Dependent entirely on their local communities for volunteers and donations, Wildenburg said the growing demand meant the organisation couldn’t afford to wait around for government assistance but instead focused efforts on expanding the network of local not-for-profits to meet the impacts of rising demand.
“When I started [as operations manager] six years ago, we were the only food bank in the Macedon Ranges, now there’s five,” she said.
In addition to the Kindness Collectives service, established in 2013, the Macedon Ranges also has food banks in Gisborne, Romsey, Trentham, Lancefield and Woodend.
Volunteering Victoria’s CEO, Thu Trang Tran, said the rise in demand at the same time costs of living bites were spiking meant that volunteer-led organisations across regional Victoria were facing increasingly difficult circumstances.
“Services are isolated, volunteers and staff are overstretched and fatigued, and access to funds and resources are declining,” she said.
According to the Australian Bureau of Statistics, national volunteer rates are 19 per cent lower than pre-pandemic levels.
In a statement, Federal Minister for Social Services, Amanda Rishworth, said the government understood people were doing it tough, and the recent May budget had provided “responsible, targeted cost-of-living relief” to help remedy this.
“Since the beginning of the year an additional $15.7 million in economic crisis funding has been provided to Emergency and Food Relief providers.
“In November last year, the government announced an extension of funding of $190 million over two years for Emergency Relief, Food Relief and Financial Counselling,” the statement said.
Rishworth said the funding would provide certainty to over 190 individual community organisations that were under increasing pressure.
Lyn Margaret, manager of the nearby Gisborne Foodbank, said it too had experienced the same 35 per cent increase in demand over the past year, but widespread community engagement, rather than government support measures, was helping to keep the organisation ahead of demand.

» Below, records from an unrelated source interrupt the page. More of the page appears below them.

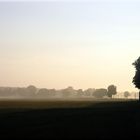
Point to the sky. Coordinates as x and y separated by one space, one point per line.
56 44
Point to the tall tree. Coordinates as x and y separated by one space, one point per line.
136 78
112 90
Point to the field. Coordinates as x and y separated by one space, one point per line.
101 119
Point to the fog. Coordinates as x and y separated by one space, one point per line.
69 93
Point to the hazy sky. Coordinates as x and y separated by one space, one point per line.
60 44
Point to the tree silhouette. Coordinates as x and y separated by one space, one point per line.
111 90
136 78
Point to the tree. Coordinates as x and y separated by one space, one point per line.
136 78
100 93
111 90
126 94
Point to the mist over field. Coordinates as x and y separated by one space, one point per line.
32 92
81 58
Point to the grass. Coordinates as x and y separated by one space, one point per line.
69 119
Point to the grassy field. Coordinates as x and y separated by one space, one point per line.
102 119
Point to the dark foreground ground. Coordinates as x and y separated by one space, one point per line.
103 120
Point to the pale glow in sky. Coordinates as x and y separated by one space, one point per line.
60 44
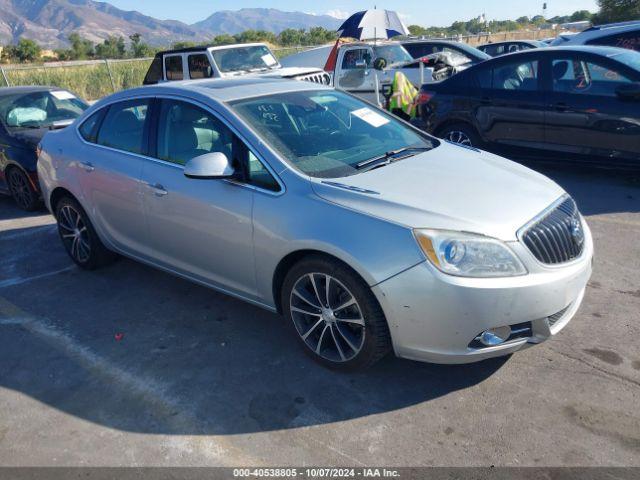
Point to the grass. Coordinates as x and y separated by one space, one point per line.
90 82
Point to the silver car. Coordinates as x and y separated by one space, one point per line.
366 234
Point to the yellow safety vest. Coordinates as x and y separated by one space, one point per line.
404 95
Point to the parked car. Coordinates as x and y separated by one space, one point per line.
365 233
466 54
622 35
225 61
561 103
26 114
501 48
366 68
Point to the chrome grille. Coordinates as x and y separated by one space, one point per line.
553 319
557 237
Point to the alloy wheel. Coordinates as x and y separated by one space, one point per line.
20 189
74 233
327 317
456 136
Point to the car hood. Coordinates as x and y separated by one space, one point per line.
449 187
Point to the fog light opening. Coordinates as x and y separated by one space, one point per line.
495 336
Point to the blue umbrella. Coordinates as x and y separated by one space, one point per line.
373 24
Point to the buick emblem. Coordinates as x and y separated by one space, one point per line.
576 231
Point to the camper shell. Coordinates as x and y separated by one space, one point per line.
225 61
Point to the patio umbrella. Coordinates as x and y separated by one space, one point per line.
373 24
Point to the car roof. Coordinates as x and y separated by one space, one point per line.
597 49
27 89
225 89
202 48
506 42
599 31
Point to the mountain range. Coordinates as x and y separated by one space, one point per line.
49 22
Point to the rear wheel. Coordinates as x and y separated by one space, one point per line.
79 237
461 134
21 190
334 314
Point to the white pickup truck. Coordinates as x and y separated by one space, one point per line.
364 68
226 61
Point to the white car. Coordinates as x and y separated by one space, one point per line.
365 233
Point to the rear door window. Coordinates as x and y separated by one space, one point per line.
173 67
577 76
199 66
124 126
516 76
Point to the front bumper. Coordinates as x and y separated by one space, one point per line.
434 317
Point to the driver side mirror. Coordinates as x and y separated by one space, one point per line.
213 165
380 63
629 91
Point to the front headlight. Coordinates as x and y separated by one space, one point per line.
469 255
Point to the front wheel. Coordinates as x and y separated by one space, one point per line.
21 190
79 237
334 315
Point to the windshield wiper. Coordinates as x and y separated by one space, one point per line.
389 157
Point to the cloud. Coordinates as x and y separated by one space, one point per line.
341 14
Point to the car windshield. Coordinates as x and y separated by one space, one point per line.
239 59
630 58
473 52
326 133
392 53
40 109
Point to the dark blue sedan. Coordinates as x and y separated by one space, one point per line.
26 114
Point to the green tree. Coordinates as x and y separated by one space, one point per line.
138 48
24 51
580 16
617 11
181 45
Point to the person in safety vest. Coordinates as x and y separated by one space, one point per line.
403 97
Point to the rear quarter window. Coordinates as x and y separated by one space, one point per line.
89 128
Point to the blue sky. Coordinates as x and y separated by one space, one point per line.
422 12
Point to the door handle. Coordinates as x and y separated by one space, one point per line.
87 166
158 190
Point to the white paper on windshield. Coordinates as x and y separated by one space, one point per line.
268 60
63 95
372 118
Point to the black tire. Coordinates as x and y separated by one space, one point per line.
78 236
375 341
21 190
462 134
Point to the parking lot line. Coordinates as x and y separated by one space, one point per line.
154 394
19 280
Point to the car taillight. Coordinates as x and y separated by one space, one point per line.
424 97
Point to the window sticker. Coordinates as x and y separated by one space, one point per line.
63 95
372 118
269 60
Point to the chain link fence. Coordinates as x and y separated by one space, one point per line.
91 79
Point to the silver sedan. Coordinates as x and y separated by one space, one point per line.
366 234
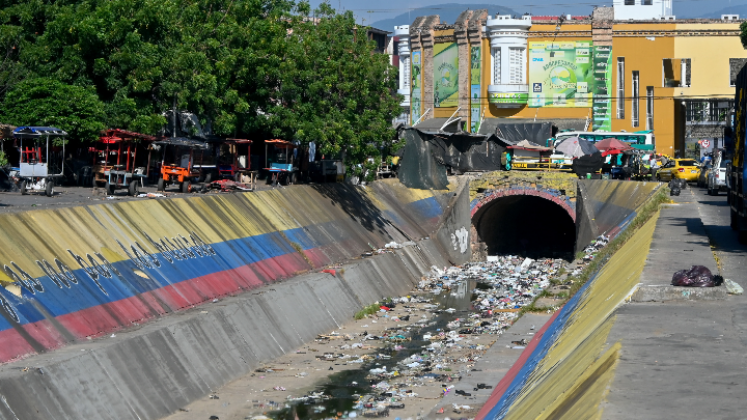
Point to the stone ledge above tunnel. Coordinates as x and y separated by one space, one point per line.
546 212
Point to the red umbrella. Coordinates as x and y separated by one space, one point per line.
607 145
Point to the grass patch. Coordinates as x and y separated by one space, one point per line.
367 310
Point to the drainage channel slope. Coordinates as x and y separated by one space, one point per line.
100 305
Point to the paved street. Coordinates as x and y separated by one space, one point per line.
685 360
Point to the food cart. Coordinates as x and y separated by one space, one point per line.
235 162
36 158
526 155
281 172
122 171
177 162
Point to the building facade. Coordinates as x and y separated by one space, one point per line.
594 73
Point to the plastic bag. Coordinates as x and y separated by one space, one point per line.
696 276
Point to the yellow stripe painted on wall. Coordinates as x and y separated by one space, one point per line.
50 234
575 351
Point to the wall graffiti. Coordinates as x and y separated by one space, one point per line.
97 267
460 240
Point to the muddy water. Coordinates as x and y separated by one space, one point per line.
346 387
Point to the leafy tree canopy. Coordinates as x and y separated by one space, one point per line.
48 102
248 66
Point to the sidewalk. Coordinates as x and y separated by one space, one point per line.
684 358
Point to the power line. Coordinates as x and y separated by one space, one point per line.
566 4
725 96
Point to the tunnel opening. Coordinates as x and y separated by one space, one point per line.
526 225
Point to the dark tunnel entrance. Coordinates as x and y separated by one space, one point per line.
526 225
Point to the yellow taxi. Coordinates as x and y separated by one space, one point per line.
686 169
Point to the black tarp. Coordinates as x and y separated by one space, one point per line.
587 164
429 154
536 131
516 131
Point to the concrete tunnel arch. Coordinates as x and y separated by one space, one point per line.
531 223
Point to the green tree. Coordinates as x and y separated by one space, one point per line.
259 67
48 102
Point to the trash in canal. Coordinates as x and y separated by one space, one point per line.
428 342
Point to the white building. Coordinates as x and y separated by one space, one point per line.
508 52
643 9
402 33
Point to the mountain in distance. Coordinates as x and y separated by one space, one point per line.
448 12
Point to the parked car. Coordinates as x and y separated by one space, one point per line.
717 178
686 169
703 176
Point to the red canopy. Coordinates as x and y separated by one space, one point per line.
612 144
280 143
114 135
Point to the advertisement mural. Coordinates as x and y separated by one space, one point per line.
475 68
512 98
602 109
445 75
415 98
561 74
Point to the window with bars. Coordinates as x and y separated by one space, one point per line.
676 72
735 66
636 98
649 107
517 62
406 73
621 88
496 66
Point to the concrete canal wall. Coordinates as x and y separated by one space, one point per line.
565 371
107 310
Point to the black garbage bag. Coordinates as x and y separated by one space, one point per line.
696 276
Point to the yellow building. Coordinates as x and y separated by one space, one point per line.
591 73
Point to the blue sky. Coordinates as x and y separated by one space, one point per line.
372 11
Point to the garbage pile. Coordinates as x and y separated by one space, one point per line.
426 346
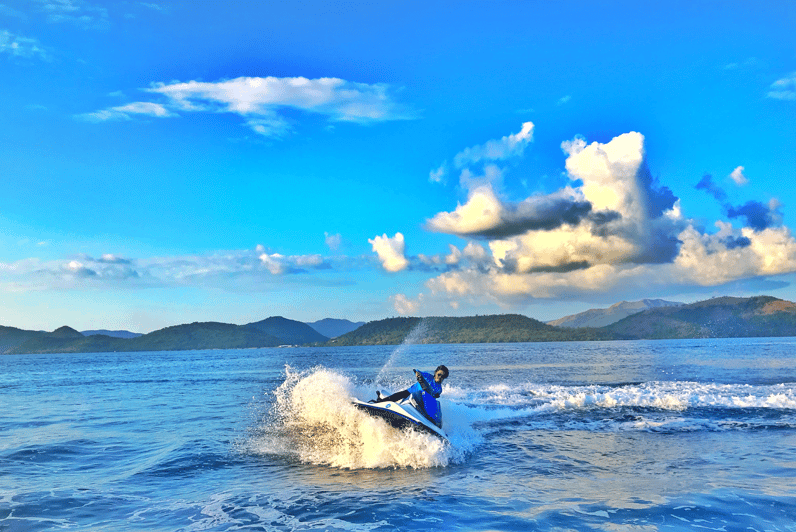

“We have a lot of generous people within the community whose donations are helping us keep up with demand, so far.”
Margaret said maintaining a spirit of optimism within the community and the organisation was helping to retain volunteers.
“We keep a very positive atmosphere, and in turn it’s a positive place to volunteer,” she said.
An earlier version of this article was published in the Midland Express.